The plays were chosen with great thoughtfulness, as were its formats. The three-play structure allowed for students to have short but intense commitments of in-person rehearsals and an official performance spanning less than one week. Furthermore, in hopes of relieving some stress, actors did not have to memorize their lines and instead followed a script-in-hand reading.
“It’s actually kind of freeing in that if you’re in a standard rehearsal in the old days, you need to worry about your presentation of the line, as well as your stance, or maybe you need to be moving somewhere, or gathering a prop,” Schult said.
Chair of the Department of Theatre, Dance, and Performance Studies Heather Nathans, Director of Tufts Medical Center Michael Jordan and Senior Campus Planner Heidi Sokol were responsible for helping to create a safe environment in which to act.
“The three of us did a walk-through of the space before the year started to map things out, and once we had the plans for the booths we discussed them with Dr. Jordan, and then we sent them up to Dr. Jordan to make sure that they seemed okay,” Nathans said.
According to Nathans and Parent, the department worked to create sanitized pods of clear material where the actors enter, remove their mask and read from their script with the camera or cell phone filming them. The pods’ backgrounds were changed to reflect the scenes. Sound designer Adam Smith was tasked with editing and compiling the scenes together in a coherent sequence. As opposed to crew members helping actors with makeup, hair and costumes, they set out makeup and instructed the actors on how to apply it.
Such as with getting permission to record the performance, Parent spoke of potential hurdles to theater in the COVID-19 digital age: “As we speak, there’s a lot of negotiation between [actor unions and guilds] speaking to how to navigate this new world. Is this TV? Is this theater?”

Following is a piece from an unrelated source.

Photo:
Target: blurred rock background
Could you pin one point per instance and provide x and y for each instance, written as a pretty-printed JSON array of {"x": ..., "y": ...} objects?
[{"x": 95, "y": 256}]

To Parent, this new-age theater is an odd combination, where some rules from both worlds apply. For the actors involved, having no audience was an adjustment.

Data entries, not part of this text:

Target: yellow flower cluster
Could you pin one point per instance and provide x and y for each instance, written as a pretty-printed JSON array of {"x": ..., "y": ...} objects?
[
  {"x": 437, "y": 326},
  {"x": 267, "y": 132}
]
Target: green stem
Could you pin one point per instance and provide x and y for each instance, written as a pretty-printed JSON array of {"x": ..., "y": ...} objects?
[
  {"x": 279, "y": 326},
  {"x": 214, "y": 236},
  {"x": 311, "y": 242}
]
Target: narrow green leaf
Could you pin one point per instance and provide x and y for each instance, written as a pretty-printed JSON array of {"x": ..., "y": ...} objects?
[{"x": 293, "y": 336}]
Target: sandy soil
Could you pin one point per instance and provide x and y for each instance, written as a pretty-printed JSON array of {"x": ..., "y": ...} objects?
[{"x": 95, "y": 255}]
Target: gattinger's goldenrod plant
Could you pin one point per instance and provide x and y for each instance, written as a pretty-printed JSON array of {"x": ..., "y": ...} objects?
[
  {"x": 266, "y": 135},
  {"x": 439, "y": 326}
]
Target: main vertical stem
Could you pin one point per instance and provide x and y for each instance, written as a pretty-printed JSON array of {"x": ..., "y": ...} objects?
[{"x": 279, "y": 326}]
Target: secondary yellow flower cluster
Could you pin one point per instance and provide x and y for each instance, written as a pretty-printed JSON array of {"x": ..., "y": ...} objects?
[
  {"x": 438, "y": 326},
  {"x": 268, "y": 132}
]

“It’s certainly different in say, in some comedy you’re always listening for the audience to laugh. Or waiting for the audience to be complicit in what you’re doing,” Schult said. “You obviously can’t do that when your audience is a camera.”
He admitted that with some practice it was quite similar to having a real audience, citing the need to be complicit with the camera without directly looking at it. As for future plays at Tufts, they will be most likely following a similar structure.
“Absent of a miracle, we’re going to need to put everyone’s health and safety at the top of the list,” Nathans said.
She believes the entire production team has felt that they have learned immensely, and the three-play series placed them in a strong position to look toward the spring with experience.
Speaking to the drama that COVID-19 has presented, the cast and crew were in awe of their teamwork and perseverance. As Nathans said, “We're performance people, we’re artists, this is what we do — we figure it out.”